WickedSkin said:
Anyway Yahtzee is actually making a lot of sense in his complaints here. Most RPGs is very very tolkien (mind you Lord of the Rings is a complete and utter rip off of norse mythology elves and everything even down to the mother fucking ring).
Not really. While a lot of elements were inspired by Germanic mythology, it's hardly a direct ripoff, since many things were altered and tweaked to fit Tolkien. The two rings are very different in powers, abilities and general make-up.
Something I've noticed a lot when it comes to fantasy is people ascribing most of the typical "Elf" and "Dwarf" cliches to Tolkien. Tolkien's elves were not all nature-loving, bow-stringing, haughty, holier-than-thou peaceniks: only the few seen in Lord of the Rings could possibly fit that description, and they only make a tiny percentage of the Elvish people. Tolkien's dwarves aren't Scottish, wine-guzzling drunkards either, they're more like the Hebrews than anything else. Most of the actual Elf & Dwarf stereotypes can be blamed on Dungeons & Dragons.
The sad thing about modern fantasy is before D&D, fantasy was innovative, and no two worlds were alike. Compare D&D to, say, the Hyborian Age of Conan: no parahuman races like elves or dwarves ruling nations next to humans, no dark lords with armies of subhuman monsters, magic is subtle & mysterious.
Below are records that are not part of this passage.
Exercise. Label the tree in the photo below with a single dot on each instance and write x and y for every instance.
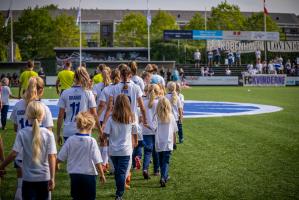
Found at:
(226, 17)
(256, 23)
(196, 23)
(162, 21)
(132, 31)
(67, 34)
(3, 39)
(35, 33)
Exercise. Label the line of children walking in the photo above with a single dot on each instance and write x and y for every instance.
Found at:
(115, 107)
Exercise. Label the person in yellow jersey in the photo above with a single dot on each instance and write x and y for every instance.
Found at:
(65, 78)
(25, 76)
(98, 78)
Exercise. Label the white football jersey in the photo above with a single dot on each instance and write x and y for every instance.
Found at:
(105, 94)
(75, 100)
(150, 114)
(18, 115)
(138, 81)
(97, 90)
(175, 108)
(133, 92)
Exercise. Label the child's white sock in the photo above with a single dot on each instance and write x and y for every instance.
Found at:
(18, 195)
(129, 167)
(111, 166)
(104, 153)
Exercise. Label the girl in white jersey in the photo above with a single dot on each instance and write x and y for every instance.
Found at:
(34, 92)
(102, 108)
(177, 108)
(135, 78)
(77, 99)
(134, 93)
(39, 155)
(98, 90)
(122, 138)
(83, 159)
(149, 133)
(182, 99)
(165, 136)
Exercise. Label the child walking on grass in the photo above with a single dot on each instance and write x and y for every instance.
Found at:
(119, 128)
(164, 137)
(83, 159)
(177, 108)
(5, 95)
(39, 155)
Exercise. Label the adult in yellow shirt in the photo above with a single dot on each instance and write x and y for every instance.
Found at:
(98, 78)
(65, 78)
(25, 76)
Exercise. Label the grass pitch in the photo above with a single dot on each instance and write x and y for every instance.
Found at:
(242, 157)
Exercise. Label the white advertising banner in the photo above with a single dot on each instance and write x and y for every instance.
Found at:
(248, 47)
(251, 35)
(212, 80)
(264, 80)
(283, 46)
(292, 80)
(233, 45)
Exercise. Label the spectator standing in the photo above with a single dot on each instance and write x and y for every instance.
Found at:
(217, 56)
(25, 76)
(65, 78)
(228, 72)
(210, 58)
(230, 57)
(258, 55)
(197, 58)
(238, 58)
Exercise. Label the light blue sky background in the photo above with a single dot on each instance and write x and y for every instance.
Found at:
(284, 6)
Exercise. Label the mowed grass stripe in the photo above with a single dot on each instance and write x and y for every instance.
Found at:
(242, 157)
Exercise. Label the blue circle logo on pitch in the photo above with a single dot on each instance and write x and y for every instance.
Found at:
(195, 109)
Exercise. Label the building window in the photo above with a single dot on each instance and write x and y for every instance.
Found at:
(106, 30)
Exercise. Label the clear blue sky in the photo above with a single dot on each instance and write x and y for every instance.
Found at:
(284, 6)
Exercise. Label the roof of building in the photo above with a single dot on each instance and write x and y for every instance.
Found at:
(180, 15)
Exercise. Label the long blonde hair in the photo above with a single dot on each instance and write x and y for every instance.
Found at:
(115, 76)
(35, 112)
(35, 89)
(106, 77)
(122, 110)
(125, 72)
(164, 110)
(153, 91)
(171, 86)
(82, 78)
(85, 121)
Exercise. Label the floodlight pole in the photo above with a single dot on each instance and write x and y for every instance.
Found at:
(11, 38)
(80, 48)
(148, 34)
(265, 30)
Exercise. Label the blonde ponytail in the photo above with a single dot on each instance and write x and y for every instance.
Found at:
(171, 86)
(35, 113)
(36, 142)
(85, 121)
(164, 110)
(82, 78)
(31, 92)
(174, 98)
(35, 89)
(106, 77)
(154, 91)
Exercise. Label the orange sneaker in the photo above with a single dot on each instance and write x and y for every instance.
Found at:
(138, 163)
(128, 181)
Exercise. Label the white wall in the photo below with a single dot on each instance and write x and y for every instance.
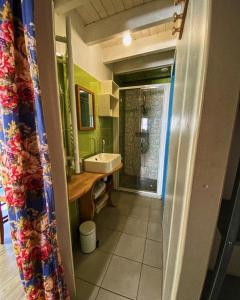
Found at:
(86, 57)
(190, 68)
(200, 150)
(51, 112)
(144, 62)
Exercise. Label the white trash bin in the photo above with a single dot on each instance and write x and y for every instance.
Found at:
(88, 236)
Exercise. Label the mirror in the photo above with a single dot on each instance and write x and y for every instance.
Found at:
(85, 109)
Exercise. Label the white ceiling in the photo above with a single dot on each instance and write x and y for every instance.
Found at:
(154, 30)
(96, 10)
(104, 22)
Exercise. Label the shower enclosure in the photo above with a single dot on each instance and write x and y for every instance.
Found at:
(142, 137)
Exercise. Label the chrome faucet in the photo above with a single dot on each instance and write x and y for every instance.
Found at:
(94, 143)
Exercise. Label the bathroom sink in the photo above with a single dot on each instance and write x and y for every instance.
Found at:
(102, 163)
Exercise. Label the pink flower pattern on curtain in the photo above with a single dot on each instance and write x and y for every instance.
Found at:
(24, 157)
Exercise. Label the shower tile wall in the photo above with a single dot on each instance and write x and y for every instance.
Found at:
(137, 164)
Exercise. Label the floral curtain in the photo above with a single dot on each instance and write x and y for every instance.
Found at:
(25, 167)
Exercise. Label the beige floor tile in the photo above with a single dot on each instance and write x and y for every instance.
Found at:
(131, 247)
(92, 267)
(153, 254)
(85, 290)
(135, 227)
(156, 203)
(155, 215)
(108, 239)
(122, 277)
(154, 231)
(123, 208)
(106, 295)
(142, 201)
(111, 219)
(141, 212)
(150, 287)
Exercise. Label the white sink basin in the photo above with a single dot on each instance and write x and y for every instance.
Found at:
(102, 163)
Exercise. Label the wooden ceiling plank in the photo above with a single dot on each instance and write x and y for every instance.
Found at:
(144, 46)
(119, 6)
(99, 8)
(109, 7)
(63, 6)
(155, 12)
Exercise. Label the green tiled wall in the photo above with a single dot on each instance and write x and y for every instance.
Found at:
(104, 126)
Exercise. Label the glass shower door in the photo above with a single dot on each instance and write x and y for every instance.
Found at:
(141, 113)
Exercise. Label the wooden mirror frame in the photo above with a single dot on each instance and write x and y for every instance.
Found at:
(79, 116)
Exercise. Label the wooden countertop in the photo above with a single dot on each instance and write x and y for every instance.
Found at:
(82, 183)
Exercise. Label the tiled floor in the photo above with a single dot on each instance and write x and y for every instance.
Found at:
(128, 262)
(10, 284)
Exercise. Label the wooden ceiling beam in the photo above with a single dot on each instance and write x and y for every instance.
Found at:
(144, 46)
(65, 6)
(140, 17)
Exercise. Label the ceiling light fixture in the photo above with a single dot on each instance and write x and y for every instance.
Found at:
(127, 39)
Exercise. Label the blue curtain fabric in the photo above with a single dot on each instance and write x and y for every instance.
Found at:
(25, 166)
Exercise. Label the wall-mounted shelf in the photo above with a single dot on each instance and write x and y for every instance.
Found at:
(108, 104)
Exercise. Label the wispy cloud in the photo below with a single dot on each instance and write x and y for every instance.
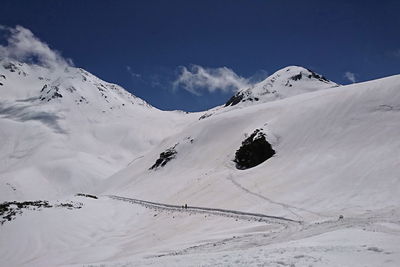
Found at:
(396, 53)
(197, 79)
(24, 46)
(133, 74)
(350, 76)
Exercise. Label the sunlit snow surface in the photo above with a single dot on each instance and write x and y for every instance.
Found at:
(338, 153)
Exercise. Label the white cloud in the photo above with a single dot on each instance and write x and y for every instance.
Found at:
(23, 45)
(350, 76)
(133, 74)
(196, 78)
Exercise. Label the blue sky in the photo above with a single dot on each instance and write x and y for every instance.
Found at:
(145, 46)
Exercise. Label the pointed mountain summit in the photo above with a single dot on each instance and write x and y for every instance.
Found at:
(287, 82)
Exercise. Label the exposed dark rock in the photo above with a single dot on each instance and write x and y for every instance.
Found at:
(296, 77)
(9, 210)
(164, 158)
(254, 150)
(235, 99)
(86, 195)
(317, 76)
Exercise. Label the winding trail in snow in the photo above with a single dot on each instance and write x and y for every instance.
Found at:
(241, 215)
(288, 207)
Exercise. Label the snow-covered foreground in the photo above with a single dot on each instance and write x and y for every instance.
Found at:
(108, 232)
(337, 154)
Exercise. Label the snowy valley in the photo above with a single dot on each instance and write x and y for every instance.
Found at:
(324, 193)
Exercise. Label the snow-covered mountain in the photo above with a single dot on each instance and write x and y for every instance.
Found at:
(64, 130)
(324, 194)
(289, 81)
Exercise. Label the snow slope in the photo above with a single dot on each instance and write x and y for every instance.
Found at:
(64, 130)
(337, 153)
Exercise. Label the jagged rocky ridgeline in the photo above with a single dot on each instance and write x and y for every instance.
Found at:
(255, 150)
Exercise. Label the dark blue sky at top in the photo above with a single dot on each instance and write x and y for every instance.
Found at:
(154, 38)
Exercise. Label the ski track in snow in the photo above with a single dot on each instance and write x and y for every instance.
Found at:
(288, 207)
(290, 230)
(241, 215)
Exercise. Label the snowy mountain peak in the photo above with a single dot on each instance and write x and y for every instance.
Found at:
(70, 86)
(289, 81)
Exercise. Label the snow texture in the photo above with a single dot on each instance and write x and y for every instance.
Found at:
(329, 196)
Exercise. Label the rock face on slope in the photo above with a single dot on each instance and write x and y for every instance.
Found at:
(289, 81)
(254, 150)
(164, 158)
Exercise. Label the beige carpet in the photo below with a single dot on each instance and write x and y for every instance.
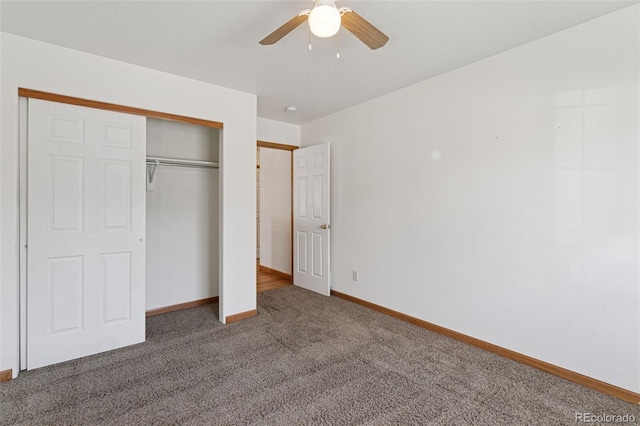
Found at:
(305, 359)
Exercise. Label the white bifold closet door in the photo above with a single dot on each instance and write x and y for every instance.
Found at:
(86, 224)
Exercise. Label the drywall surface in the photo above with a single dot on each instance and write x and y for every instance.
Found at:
(40, 66)
(182, 216)
(278, 132)
(275, 209)
(501, 200)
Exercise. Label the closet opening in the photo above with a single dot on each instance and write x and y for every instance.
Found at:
(182, 215)
(89, 186)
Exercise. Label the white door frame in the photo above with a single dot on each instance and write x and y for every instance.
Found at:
(291, 148)
(23, 96)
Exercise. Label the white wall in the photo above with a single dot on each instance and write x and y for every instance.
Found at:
(278, 132)
(40, 66)
(182, 216)
(275, 209)
(501, 200)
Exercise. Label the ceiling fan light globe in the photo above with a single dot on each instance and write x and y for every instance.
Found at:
(324, 20)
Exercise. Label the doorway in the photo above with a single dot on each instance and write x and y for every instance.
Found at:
(274, 215)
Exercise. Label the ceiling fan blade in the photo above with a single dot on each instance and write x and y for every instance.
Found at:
(364, 30)
(285, 28)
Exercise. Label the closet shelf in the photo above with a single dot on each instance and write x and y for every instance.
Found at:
(162, 161)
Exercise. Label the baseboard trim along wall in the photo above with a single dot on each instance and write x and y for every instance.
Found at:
(180, 306)
(581, 379)
(6, 375)
(241, 316)
(275, 272)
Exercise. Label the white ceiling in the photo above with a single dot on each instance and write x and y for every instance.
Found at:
(217, 42)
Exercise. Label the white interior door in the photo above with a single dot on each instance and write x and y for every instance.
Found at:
(85, 237)
(311, 226)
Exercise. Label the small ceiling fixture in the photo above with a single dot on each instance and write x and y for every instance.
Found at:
(325, 20)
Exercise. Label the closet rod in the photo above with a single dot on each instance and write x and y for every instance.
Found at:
(179, 162)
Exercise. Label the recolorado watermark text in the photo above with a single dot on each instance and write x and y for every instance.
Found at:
(604, 418)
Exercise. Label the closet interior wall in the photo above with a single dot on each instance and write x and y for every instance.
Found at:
(182, 258)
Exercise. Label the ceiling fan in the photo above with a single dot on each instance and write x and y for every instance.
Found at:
(325, 20)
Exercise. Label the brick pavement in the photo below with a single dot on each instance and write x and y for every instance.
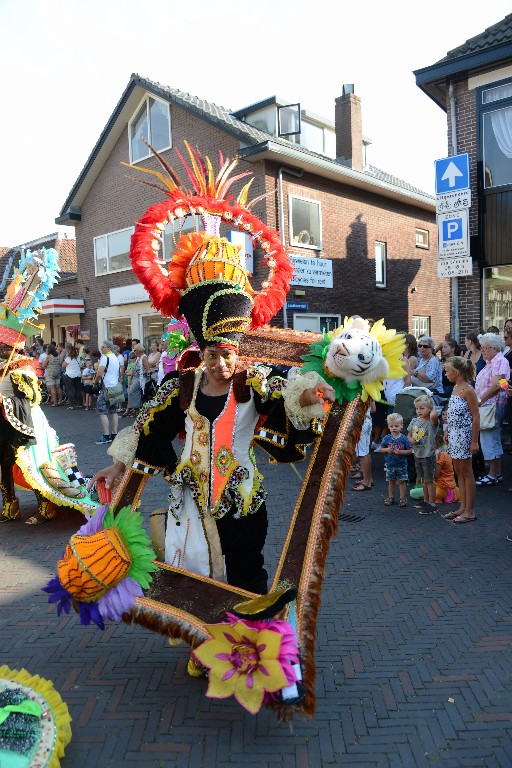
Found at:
(414, 650)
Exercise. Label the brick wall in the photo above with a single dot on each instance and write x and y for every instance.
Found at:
(351, 223)
(351, 220)
(470, 287)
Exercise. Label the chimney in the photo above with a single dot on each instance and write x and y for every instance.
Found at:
(349, 129)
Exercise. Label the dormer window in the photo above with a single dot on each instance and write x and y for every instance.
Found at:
(152, 122)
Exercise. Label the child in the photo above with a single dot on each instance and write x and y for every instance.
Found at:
(422, 435)
(87, 382)
(396, 448)
(446, 487)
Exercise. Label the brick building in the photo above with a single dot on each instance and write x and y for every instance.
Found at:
(363, 241)
(473, 84)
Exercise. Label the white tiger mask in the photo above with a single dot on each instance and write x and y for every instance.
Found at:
(355, 355)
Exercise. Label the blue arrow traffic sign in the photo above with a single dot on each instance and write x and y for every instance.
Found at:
(452, 173)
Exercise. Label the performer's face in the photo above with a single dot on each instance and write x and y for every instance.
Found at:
(220, 362)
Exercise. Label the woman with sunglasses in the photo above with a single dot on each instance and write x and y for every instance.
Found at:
(429, 371)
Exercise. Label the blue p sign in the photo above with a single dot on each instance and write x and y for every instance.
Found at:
(452, 230)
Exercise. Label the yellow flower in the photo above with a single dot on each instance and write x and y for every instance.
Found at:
(243, 663)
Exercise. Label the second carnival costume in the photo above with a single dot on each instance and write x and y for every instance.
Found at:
(216, 523)
(30, 454)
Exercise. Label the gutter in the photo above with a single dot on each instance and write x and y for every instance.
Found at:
(270, 150)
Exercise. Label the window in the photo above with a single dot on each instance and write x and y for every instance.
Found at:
(173, 233)
(497, 294)
(112, 252)
(153, 328)
(151, 122)
(420, 325)
(422, 238)
(380, 265)
(119, 329)
(496, 138)
(305, 222)
(288, 120)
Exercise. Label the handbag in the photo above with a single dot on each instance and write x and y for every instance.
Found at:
(487, 416)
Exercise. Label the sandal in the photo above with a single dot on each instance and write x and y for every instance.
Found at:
(460, 519)
(452, 515)
(487, 480)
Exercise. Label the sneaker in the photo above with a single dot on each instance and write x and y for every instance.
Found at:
(104, 439)
(428, 509)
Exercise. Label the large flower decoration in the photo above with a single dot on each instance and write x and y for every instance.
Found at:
(250, 660)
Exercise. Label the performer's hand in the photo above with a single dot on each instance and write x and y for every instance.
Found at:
(109, 475)
(318, 394)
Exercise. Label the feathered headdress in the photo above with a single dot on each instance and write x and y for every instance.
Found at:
(35, 275)
(207, 280)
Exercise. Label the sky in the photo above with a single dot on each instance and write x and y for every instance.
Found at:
(66, 63)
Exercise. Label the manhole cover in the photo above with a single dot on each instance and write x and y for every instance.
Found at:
(350, 518)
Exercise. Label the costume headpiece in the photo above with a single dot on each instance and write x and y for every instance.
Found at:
(207, 280)
(33, 278)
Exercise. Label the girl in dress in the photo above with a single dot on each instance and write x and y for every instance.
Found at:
(463, 430)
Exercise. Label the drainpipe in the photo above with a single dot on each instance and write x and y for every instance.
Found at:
(455, 317)
(298, 175)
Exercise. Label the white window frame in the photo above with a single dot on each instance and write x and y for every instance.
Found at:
(420, 325)
(309, 246)
(146, 99)
(107, 235)
(381, 257)
(425, 234)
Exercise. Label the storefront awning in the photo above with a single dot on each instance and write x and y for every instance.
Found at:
(63, 307)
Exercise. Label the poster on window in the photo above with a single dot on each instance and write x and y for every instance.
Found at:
(312, 273)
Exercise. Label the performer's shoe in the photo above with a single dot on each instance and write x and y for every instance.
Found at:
(195, 668)
(11, 511)
(45, 512)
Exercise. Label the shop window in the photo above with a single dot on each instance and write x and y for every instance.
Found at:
(420, 325)
(153, 327)
(112, 252)
(152, 124)
(305, 222)
(119, 329)
(496, 139)
(422, 238)
(380, 265)
(497, 292)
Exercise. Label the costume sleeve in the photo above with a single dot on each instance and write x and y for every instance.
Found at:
(151, 436)
(278, 435)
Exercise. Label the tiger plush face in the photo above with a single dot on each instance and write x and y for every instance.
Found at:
(356, 355)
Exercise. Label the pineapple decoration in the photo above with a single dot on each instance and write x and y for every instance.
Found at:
(207, 280)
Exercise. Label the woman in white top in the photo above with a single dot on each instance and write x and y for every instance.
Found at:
(72, 377)
(108, 371)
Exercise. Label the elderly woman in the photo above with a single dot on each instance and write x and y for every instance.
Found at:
(490, 395)
(474, 352)
(449, 348)
(429, 371)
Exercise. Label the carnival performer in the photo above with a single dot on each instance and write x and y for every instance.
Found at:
(217, 520)
(30, 454)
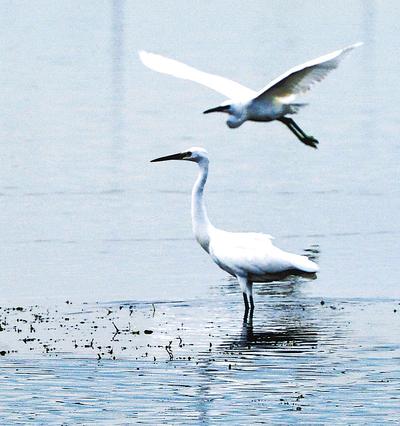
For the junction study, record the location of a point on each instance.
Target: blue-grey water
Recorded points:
(85, 218)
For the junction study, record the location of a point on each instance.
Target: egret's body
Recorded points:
(273, 102)
(250, 257)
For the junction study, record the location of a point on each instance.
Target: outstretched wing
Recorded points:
(301, 78)
(229, 88)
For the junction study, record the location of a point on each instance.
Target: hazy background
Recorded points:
(84, 214)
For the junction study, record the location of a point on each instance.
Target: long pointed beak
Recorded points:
(179, 156)
(221, 108)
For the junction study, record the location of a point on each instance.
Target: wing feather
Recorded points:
(302, 77)
(228, 88)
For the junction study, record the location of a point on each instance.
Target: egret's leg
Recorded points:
(246, 303)
(243, 287)
(298, 132)
(249, 292)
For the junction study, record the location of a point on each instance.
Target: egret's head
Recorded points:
(224, 107)
(195, 154)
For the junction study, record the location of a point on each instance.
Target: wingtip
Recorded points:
(353, 46)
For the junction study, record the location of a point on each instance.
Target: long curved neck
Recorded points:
(200, 222)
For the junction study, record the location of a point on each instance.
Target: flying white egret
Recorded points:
(273, 102)
(250, 257)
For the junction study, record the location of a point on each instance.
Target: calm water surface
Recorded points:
(86, 218)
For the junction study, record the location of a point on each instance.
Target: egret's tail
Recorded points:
(294, 108)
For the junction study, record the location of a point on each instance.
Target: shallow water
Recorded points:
(300, 360)
(86, 218)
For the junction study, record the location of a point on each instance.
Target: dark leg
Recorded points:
(251, 304)
(298, 132)
(246, 303)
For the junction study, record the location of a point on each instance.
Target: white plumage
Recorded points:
(250, 257)
(273, 102)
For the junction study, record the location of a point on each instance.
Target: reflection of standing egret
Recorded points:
(250, 257)
(273, 102)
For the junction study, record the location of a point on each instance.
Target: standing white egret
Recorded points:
(250, 257)
(273, 102)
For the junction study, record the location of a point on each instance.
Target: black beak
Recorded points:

Then compare both to Dunsany's Pegana, Lovecraft's Dreamlands, Clark Ashton Smith's Zothique and Poseidonis, Edgar Rice Burrough's Barsoom and Pellucidar, Leigh Brackett's solar system, Jack Vance's Dying Earth, A. Merritt's setting for "The Ship of Ishtar"...
Even after Tolkien & D&D, there are plenty of fantasy universes that don't ascribe to the D&D type. Le Guin's Earthsea, Moorcock's Elric universe, Wolfe's Urth, and more. There's no reason for a fantasy game to rely on the Elf/Dwarf/Dragon/Orc/Dark Lord crutch other than to function as exactly that - a crutch.